Reborn as a Modern Chinese Restaurant Embracing the Culture and Vitality of Guangdong

"Return to Mureungdowon" Lotte Hotel World, 'Dorim The Canton Table' Renewed and Reopened View original image

[Asia Economy Reporter Eunmo Koo] Lotte Hotel World Dorim announced on the 26th that it has completed the renewal that began in May and will reopen as ‘Toh Lim The Canton Table’ on January 1st next year.


Opened in 1998, Lotte Hotel World Dorim has established itself as a representative restaurant of Lotte Hotel and the Jamsil area. While maintaining Dorim’s firm philosophy and service rooted in history and tradition, it presents a Chinese restaurant harmoniously blending trends and modern sensibilities. The modern and sophisticated casual fine dining Chinese restaurant, Toh Lim The Canton Table, is based on Cantonese cuisine and completes a new style that harmoniously combines Sichuan cuisine and Korea’s seasonal ingredients.
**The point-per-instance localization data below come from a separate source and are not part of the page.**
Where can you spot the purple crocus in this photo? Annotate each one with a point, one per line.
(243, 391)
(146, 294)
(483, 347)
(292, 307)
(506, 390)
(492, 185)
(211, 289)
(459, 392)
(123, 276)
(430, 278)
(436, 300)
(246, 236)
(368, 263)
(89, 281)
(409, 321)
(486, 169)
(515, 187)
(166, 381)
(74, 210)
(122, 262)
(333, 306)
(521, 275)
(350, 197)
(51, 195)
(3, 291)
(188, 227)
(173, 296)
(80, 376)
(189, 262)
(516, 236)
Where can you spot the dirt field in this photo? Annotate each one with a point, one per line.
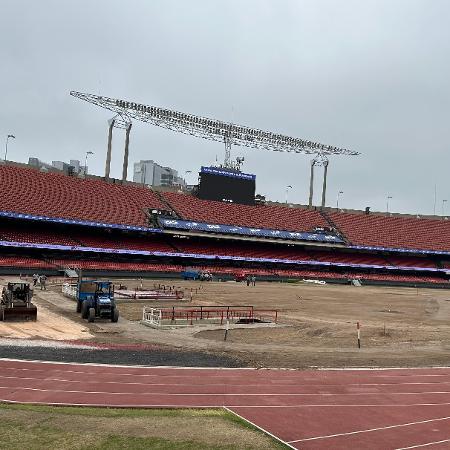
(317, 324)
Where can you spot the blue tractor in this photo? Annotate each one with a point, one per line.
(95, 299)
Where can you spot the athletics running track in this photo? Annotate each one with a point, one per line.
(323, 409)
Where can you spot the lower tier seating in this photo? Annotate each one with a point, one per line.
(61, 263)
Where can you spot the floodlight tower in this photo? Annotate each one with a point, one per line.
(121, 121)
(319, 160)
(211, 129)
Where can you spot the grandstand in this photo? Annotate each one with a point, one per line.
(51, 221)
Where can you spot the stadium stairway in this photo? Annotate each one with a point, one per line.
(165, 202)
(333, 225)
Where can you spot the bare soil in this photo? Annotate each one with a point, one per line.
(316, 327)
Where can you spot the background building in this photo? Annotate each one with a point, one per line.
(150, 173)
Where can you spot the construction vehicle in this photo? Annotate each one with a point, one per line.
(194, 274)
(95, 299)
(15, 303)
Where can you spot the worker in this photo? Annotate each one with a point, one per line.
(42, 282)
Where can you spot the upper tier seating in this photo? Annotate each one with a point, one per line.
(29, 191)
(393, 232)
(270, 216)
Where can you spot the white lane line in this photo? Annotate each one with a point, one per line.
(120, 406)
(409, 424)
(279, 369)
(323, 386)
(336, 405)
(259, 427)
(130, 374)
(34, 361)
(254, 370)
(424, 445)
(225, 394)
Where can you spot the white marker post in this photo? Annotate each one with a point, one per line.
(226, 330)
(359, 334)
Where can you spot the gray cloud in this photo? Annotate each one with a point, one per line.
(371, 76)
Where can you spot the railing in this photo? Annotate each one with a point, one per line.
(151, 316)
(69, 290)
(196, 314)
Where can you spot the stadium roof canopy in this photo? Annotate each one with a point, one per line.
(212, 129)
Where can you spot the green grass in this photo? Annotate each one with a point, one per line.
(34, 427)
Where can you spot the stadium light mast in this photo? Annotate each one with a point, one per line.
(6, 144)
(216, 130)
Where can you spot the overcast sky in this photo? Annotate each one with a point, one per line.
(371, 76)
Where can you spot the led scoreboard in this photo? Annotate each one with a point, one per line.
(217, 183)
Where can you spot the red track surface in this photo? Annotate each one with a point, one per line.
(330, 409)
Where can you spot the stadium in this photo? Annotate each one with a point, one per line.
(51, 222)
(216, 276)
(224, 225)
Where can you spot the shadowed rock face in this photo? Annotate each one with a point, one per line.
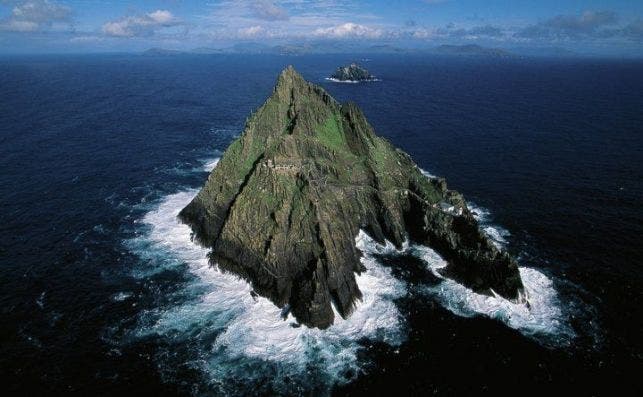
(287, 199)
(353, 72)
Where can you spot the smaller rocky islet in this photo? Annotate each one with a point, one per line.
(284, 205)
(352, 73)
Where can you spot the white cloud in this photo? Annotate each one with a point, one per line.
(143, 25)
(35, 15)
(348, 30)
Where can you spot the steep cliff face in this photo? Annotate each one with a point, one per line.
(287, 199)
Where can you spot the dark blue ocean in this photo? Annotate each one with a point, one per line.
(102, 292)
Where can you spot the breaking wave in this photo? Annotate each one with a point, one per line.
(244, 341)
(242, 332)
(542, 319)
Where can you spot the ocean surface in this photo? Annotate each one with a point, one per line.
(103, 293)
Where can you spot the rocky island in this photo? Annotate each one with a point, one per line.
(351, 74)
(289, 196)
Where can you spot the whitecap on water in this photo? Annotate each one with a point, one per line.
(542, 319)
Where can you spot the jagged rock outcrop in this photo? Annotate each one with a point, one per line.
(289, 196)
(352, 73)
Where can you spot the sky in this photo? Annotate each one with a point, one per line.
(61, 26)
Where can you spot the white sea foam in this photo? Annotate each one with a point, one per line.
(542, 317)
(351, 81)
(239, 332)
(208, 165)
(246, 327)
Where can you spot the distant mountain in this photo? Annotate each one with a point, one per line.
(554, 52)
(161, 51)
(471, 50)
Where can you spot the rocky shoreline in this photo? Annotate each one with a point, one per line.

The interior overall creates an emotional atmosphere using subtle jade (翡翠), natural wood tones, and refined metal colors. Additionally, artworks such as paintings and ceramics reflecting the origin of Dorim, the mythical Murungdowon (Peach Blossom Land), are displayed throughout the restaurant, evoking a gallery-like feeling. The space is efficiently and diversely arranged. With an area of 289 pyeong, the number of seats has been increased by about 1.5 times compared to before, providing 146 seats including eight PDRs (Private Dining Rooms) accommodating from 4 to 12 people. In the middle of the hall is the tea station, a specialized service of Toh Lim The Canton Table. It offers 15 types of teas carefully selected by a tea sommelier, including blended teas and blooming teas where flower petals spread in the cup. Customers who order tea can also enjoy a tea ceremony where the sommelier brews the tea directly.
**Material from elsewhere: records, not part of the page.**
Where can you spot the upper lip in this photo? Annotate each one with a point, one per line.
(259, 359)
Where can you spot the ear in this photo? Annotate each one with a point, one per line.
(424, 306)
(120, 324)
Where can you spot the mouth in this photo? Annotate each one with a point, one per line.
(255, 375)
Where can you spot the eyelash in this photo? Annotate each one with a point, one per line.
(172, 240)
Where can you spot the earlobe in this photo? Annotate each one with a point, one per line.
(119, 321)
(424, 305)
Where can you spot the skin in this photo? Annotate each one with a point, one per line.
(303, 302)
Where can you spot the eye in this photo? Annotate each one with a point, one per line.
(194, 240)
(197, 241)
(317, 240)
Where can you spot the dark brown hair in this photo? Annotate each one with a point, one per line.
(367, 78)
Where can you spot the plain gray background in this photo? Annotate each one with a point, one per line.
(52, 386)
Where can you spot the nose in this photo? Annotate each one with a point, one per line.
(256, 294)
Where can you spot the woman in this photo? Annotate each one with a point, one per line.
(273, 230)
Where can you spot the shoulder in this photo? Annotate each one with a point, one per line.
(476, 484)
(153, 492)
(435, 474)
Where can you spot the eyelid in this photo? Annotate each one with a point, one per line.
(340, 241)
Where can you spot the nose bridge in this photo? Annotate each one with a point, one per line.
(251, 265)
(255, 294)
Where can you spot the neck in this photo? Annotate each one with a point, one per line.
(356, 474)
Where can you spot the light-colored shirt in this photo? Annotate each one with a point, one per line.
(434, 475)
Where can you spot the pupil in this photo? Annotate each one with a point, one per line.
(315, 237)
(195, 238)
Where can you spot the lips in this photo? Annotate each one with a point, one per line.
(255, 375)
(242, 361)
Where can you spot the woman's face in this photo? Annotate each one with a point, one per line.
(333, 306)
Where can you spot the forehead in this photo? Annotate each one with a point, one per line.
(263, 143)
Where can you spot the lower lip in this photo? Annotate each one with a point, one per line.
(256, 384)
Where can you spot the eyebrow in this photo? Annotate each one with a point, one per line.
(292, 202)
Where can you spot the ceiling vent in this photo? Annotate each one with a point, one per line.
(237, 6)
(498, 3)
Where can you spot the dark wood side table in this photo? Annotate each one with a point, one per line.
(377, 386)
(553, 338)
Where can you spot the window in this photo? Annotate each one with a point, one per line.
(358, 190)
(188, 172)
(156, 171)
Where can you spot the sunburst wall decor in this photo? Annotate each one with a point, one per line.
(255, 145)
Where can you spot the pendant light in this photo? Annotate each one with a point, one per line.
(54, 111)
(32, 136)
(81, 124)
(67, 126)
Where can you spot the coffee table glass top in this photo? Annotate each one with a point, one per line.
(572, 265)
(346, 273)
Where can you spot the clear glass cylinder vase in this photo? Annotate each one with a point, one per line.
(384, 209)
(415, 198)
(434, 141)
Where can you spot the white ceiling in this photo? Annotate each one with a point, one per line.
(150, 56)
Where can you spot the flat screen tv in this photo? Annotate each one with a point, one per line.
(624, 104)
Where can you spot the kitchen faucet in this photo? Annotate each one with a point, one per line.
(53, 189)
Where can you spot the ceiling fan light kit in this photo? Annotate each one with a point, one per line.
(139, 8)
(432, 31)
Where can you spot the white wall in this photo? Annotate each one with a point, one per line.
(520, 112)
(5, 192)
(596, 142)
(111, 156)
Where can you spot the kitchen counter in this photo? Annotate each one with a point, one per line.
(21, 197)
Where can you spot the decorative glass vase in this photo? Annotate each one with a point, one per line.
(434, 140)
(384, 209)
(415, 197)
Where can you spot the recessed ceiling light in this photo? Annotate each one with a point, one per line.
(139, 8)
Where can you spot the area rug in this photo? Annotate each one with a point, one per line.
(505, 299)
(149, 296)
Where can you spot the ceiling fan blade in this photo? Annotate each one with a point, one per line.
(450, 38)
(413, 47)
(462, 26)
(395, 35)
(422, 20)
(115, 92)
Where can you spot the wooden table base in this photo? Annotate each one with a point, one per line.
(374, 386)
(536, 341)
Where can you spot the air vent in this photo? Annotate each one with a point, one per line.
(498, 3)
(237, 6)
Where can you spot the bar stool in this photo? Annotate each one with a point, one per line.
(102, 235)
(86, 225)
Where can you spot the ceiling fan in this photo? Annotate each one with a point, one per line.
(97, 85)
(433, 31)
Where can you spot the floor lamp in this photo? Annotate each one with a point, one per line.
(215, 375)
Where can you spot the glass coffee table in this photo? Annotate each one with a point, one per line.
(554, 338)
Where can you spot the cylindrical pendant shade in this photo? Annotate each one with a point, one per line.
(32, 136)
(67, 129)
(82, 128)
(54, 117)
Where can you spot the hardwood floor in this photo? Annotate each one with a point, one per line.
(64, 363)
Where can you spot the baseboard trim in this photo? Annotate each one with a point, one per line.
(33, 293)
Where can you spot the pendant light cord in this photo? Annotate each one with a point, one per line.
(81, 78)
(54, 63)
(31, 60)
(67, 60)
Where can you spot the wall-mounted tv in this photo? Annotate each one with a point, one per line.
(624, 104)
The menu has also been completely revamped. Guests can enjoy a variety of dishes centered on BBQ dishes including Peking duck and dim sum. In particular, professional chefs from various fields in China were recruited to faithfully reproduce the roots and essence of Cantonese cuisine. Chef Xu Haidong, who learned cooking methods at China’s largest Peking duck specialty restaurant, delivers the best taste using a specialized wood-fired oven for Peking duck. To maximize the crispy skin and flavor, the duck is cooked after 12 hours of low-temperature aging, and the table-side carving performance adds visual enjoyment.


Chef Nak Neungdong, a Cantonese cuisine specialist with a high-level cooking technician certificate, and Chef Jung Dongmyung, who has experience as an executive chef at international hotels in China and as head chef at a Dubai hotel in Guangdong Province, present the finest Cantonese dishes including noodles, seafood, and dim sum. Especially, they offer 16 types of dim sum for lunch and 5 types for dinner, ranging from basic dim sum to distinctive peach-shaped and character dim sum.



A representative of Lotte Hotel World said, “From the name, concept, interior, menu, to service, we have prepared Toh Lim The Canton Table with a charm completely different from the previous Dorim. We hope you experience a sophisticated modern Chinese restaurant that embodies Cantonese culture and vitality within Dorim’s heritage.”


This content was produced with the assistance of AI translation services.